Over the years, different classes of antiretroviral medications have been developed, such as:

  • Protease inhibitors
  • Entry inhibitors
  • Nucleoside reverse transcriptase inhibitors
  • Non-nucleoside reverse transcriptase inhibitors
  • Integrase inhibitors

These medications help make viral load undetectable. According to a 2014 European PARTNER study, an undetectable viral load reduces the risk of HIV transmission

This discovery initiated the “Treatment as Prevention” strategy, which advocates consistent and constant treatment as a way of preventing the spread of HIV. 
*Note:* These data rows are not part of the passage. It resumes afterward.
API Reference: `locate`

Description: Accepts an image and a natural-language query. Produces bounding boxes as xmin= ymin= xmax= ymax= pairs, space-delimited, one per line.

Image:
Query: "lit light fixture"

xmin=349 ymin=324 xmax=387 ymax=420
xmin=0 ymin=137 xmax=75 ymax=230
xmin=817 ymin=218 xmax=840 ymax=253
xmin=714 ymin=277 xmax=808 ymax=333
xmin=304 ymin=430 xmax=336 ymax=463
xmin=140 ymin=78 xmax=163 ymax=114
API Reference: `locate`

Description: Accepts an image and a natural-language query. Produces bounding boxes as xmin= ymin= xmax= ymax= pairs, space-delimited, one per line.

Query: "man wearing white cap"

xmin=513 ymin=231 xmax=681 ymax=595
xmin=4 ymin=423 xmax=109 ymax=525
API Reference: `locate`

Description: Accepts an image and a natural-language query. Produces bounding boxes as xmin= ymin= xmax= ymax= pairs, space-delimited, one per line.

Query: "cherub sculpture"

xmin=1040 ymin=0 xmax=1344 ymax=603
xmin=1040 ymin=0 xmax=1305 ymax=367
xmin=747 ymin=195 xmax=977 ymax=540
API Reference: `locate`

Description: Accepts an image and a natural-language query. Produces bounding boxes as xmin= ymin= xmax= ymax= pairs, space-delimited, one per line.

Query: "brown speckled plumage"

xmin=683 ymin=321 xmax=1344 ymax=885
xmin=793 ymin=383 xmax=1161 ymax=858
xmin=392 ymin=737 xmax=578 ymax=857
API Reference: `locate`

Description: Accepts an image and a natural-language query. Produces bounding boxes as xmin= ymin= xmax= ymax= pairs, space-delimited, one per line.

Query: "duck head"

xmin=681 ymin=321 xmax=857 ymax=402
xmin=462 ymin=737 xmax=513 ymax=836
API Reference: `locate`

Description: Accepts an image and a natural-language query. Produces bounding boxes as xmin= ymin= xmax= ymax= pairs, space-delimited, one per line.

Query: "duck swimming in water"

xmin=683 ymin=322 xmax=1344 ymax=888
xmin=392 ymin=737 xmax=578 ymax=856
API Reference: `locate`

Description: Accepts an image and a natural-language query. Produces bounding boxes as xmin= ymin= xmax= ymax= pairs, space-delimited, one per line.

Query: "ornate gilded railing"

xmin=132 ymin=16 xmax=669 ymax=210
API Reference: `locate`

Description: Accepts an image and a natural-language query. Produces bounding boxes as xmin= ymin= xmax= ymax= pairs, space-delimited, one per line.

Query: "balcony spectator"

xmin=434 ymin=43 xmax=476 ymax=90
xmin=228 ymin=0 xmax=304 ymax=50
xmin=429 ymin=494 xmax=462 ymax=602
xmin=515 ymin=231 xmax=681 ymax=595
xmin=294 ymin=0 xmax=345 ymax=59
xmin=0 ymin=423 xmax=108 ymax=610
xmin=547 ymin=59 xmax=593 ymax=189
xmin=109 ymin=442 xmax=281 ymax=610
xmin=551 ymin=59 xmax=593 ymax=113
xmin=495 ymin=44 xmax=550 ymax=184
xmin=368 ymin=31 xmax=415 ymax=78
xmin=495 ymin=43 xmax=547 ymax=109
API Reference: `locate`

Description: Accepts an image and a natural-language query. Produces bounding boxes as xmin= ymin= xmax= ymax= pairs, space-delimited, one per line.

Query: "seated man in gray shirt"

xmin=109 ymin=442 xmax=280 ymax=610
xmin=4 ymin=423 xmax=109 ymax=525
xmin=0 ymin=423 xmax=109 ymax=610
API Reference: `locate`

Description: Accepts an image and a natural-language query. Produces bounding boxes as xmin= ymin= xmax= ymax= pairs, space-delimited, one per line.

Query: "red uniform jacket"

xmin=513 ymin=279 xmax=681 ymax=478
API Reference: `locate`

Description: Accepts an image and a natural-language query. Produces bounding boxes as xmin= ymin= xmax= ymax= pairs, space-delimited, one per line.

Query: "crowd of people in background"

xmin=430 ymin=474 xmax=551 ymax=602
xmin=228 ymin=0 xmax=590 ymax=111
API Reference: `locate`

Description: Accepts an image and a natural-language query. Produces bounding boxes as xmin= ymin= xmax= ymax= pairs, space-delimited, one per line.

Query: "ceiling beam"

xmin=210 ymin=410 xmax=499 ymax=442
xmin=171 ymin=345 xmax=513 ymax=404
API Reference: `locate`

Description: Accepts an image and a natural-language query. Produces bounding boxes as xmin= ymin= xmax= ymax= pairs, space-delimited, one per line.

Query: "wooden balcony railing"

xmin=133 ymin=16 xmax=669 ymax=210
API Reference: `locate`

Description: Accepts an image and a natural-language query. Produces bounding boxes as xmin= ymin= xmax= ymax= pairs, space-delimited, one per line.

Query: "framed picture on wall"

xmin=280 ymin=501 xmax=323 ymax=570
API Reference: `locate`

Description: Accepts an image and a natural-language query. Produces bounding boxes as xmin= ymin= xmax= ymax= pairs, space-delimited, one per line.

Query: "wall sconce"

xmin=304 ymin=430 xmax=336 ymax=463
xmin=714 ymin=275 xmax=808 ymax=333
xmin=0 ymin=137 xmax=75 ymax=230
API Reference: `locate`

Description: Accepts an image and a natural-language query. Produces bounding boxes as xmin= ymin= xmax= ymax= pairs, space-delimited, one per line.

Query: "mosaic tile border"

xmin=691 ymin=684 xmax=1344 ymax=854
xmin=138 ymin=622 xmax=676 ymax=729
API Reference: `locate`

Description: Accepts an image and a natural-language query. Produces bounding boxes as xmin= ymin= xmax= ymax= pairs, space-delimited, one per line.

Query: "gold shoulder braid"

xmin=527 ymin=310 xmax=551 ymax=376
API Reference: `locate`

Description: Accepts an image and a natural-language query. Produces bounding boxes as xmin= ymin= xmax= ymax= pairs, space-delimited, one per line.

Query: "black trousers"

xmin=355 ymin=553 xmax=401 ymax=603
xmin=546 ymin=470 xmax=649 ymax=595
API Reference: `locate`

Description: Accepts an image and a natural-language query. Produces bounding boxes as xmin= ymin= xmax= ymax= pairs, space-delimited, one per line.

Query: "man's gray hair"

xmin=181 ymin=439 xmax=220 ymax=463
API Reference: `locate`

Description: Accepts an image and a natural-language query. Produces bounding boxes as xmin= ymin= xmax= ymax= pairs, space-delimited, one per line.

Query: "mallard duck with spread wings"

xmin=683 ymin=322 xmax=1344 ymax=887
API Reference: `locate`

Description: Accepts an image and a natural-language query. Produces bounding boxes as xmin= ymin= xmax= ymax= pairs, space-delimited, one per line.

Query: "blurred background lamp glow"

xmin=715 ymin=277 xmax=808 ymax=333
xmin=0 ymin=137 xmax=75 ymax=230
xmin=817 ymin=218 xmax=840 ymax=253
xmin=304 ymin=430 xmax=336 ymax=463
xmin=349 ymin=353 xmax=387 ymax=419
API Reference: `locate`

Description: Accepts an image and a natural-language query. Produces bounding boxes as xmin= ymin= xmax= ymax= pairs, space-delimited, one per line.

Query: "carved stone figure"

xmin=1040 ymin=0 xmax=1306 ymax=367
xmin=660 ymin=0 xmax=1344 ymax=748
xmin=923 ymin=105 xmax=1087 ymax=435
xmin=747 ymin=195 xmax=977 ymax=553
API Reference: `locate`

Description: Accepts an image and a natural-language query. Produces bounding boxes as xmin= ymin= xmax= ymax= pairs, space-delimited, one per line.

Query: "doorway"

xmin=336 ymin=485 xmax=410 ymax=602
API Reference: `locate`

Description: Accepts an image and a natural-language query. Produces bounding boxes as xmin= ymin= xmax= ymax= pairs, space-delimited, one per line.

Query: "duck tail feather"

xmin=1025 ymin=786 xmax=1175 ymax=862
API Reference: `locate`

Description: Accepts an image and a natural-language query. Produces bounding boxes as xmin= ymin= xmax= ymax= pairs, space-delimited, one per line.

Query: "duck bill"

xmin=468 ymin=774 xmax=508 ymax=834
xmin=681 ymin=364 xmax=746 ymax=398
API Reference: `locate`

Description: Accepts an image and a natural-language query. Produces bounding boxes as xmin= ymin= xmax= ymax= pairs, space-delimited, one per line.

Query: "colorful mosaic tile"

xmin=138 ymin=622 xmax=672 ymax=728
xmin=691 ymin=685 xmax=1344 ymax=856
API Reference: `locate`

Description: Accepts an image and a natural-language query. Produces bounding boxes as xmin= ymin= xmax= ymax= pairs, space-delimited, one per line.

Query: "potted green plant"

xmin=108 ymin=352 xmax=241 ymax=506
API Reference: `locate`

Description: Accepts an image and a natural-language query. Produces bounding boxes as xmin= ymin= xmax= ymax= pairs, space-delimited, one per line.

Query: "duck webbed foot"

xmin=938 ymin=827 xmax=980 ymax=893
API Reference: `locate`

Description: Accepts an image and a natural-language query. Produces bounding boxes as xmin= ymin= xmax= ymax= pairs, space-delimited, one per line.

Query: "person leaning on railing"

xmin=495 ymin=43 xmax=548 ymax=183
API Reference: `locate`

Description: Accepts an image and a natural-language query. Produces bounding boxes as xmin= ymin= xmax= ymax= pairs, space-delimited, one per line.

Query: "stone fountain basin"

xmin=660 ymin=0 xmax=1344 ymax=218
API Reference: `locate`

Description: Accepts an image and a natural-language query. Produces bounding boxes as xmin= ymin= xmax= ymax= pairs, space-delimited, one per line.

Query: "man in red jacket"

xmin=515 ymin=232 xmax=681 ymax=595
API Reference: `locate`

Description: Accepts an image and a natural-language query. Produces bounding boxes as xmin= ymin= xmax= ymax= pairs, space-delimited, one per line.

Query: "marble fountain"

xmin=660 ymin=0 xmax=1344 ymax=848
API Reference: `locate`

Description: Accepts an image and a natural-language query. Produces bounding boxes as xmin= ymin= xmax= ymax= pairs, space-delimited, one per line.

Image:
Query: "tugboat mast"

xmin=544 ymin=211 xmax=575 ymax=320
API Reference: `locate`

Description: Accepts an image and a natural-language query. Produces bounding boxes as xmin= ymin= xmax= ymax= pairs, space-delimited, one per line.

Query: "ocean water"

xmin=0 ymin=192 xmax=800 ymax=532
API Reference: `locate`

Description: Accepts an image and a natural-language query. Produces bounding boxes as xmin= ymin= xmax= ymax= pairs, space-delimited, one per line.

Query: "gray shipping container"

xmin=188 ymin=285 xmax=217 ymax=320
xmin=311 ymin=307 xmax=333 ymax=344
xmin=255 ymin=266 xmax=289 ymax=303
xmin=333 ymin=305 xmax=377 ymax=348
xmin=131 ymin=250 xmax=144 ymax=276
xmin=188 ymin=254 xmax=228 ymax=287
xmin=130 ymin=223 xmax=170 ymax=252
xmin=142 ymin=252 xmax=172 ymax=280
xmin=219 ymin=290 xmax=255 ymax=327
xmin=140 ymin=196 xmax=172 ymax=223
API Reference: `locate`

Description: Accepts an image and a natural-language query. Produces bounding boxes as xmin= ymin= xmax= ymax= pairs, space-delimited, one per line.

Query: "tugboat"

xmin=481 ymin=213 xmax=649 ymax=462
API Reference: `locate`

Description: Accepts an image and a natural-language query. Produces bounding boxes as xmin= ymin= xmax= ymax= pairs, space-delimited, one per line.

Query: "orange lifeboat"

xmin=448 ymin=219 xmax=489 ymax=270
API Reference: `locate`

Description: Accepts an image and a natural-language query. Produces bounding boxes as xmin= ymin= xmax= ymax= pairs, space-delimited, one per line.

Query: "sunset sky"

Researchers have continued making discoveries about the human immunodeficiency virus and have steadily made advancements in its treatment. 

Long-term effects of HIV

The outlook is now better for people with HIV compared to the past years. However, this does not rule out the fact that there might be some long-term effects of contracting HIV.

Over time, HIV and its medications may affect a person’s physical appearance by changing how their body metabolises sugar and fats. This can cause the accumulation of fat in certain areas of the body. 

Also, a person with HIV infection may develop stage 3 HIV if their immune system becomes too weak to fight off infection. The chances of survival for people with stage 3 HIV are lower, and some may die within months of diagnosis.

Other possible long-term effects of HIV include:

  • Cardiovascular complications
  • Frailty or accelerated ageing
  • Cancer
  • Bone demineralisation
  • Inflammation-related complications
  • Cognitive impairment

Living with HIV

Showing support and care to people living with HIV will go a long way to help them live a healthy life

The thought of living with HIV sends shivers down people’s spines. However, HIV is not a death sentence. Several studies have shown that people with HIV can live normal, healthy lives and enjoy most of the things people that are HIV-negative enjoy. 

If you have been diagnosed with HIV, you must take care of yourself. Aside from the care that comes from your healthcare team, your family and friends, you must be the advocate of your own health.

Your doctor will most likely place you on highly active retroviral therapy (HAART). HAART is a treatment plan that typically comprises three or more antiretroviral drugs combined. 

Ensure you take your antiretroviral drugs and therapy seriously. This is because if you take them daily, the medications can suppress the virus to undetectable levels. This also eliminates the risk of sexual transmission while keeping you healthy. 

Other things you can do to ensure you live a healthy live include:

  • Eat healthily
  • Exercise regularly
  • Avoid smoking
  • Avoid excess alcohol or drug use
  • Manage stress
  • Get support by talking to friends, family or other people living with HIV.

Being HIV-positive comes as a shock to many people. You might want to take some time off to adjust to your new reality. 

Joining an HIV support or peer mentoring group within your locality may also help you. However, in all, make sure you check-up with your healthcare team regularly so that they can monitor you for other health conditions and adjust your treatment if needed.